"Aku mau nungguin adikmu aja, sampai gede!" ucapnya dalam hati yang tanpa sadar telah berkata seperti itu.
Mungkin karena ia merasa pusing menghadapi sikap Dessy, istrinya, yang sangat sulit diatur, keras kepala, dan tidak pernah mau melayaninya lahir maupun batin, serta hanya selalu mementingkan pekerjaannya, membuat pikirannya menjadi kacau hingga hal seperti itu pun terlintas dalam benaknya.
"Hai, Bro!
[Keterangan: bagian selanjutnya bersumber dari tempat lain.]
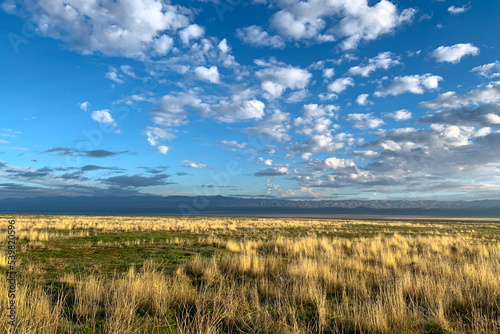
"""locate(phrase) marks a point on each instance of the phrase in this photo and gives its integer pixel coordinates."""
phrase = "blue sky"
(281, 98)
Udah lama nunggu aku, ya?" sapa Andra pada Alex, yang tiba-tiba sudah berdiri di belakangnya bersama Sintia, istrinya.
"M_Mas Andra?! Mbak Sintia?!" Angel, yang baru saja masuk ke dalam rumah, panik mendengar kedatangan mereka dan langsung bergegas ke kamarnya untuk mengganti pakaian seksinya serta berpura-pura tidur.
Sementara itu, Andra yang sudah berdiri di depan pintu masuk rumah bersama Alex dan Sintia mulai mengetuk pintu dengan pelan.
"Angel, Sayang! Kamu sudah tidur? Bukain dulu pintunya!" panggil Andra dengan suara sedikit keras.
Sintia memandang Andra dan berkomentar lembut, "Mas, sepertinya dia sudah tidur beneran, deh," ucapnya sambil mengamati suasana rumah yang malam itu terasa sunyi, hanya ketukan pintu dari Andra yang terdengar. Andra mengangguk pelan sambil bergumam, "Bisa jadi…"
Alex hanya tersenyum samar, mendengarkan percakapan mereka sambil menahan diri untuk tidak berkomentar terlalu banyak. Namun, dalam hatinya, ia sudah bisa menebak apa yang sebenarnya sedang dilakukan oleh Angel di dalam.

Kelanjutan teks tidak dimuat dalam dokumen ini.